Using Secondary Data
As mentioned above, there are advantages and disadvantages to using secondary data. There are things you should consider when selecting a secondary data set and then once it is selected, there are steps to take before you start using the data.
How was the data collected? In person, group, online? Where there mixed data collection methods? Is that coded in the dataset?
- What was the population studied? How was it selected? Is the demographic data you need coded in the database (i.e. for your project is age important and is that included in the database)?
- Is all the data collected included?
- How was missing data dealt with?
- What was the response rate? Is the data representative of the population it is intended to represent?

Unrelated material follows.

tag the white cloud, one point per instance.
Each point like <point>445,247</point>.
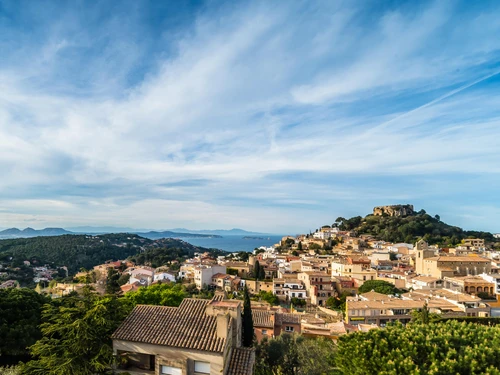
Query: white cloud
<point>250,93</point>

- Was the data reviewed by an IRB? What the secondary data requirements for your IRB (some IRBs won’t allow use of secondary data if it didn’t originally go through an IRB process)?
Steps to Take:
Make sure you have the most up-to-date dataset
- Transfer the data into the dataset you will use and check to ensure data transferred correctly
- Address missing data issues
- Review the codebook and check the data to make sure it “makes sense” and the codes are correct.
- Determine response categories for each question asked—were any responses weighted?
- Do scales differ based on different demographic characteristics (i.e. scales for elementary vs. high school students).
A researcher wants to determine if there has been a decrease in pesticide use for a specific crop, after five years of increased IPM training for growers of that crop. The researcher could use California Pesticide Use Report Database to determine any changes in pesticide use.
Models used by IPM programs to predict arrival and developments of pest populations rely on secondary weather data (e.g. uspests.org).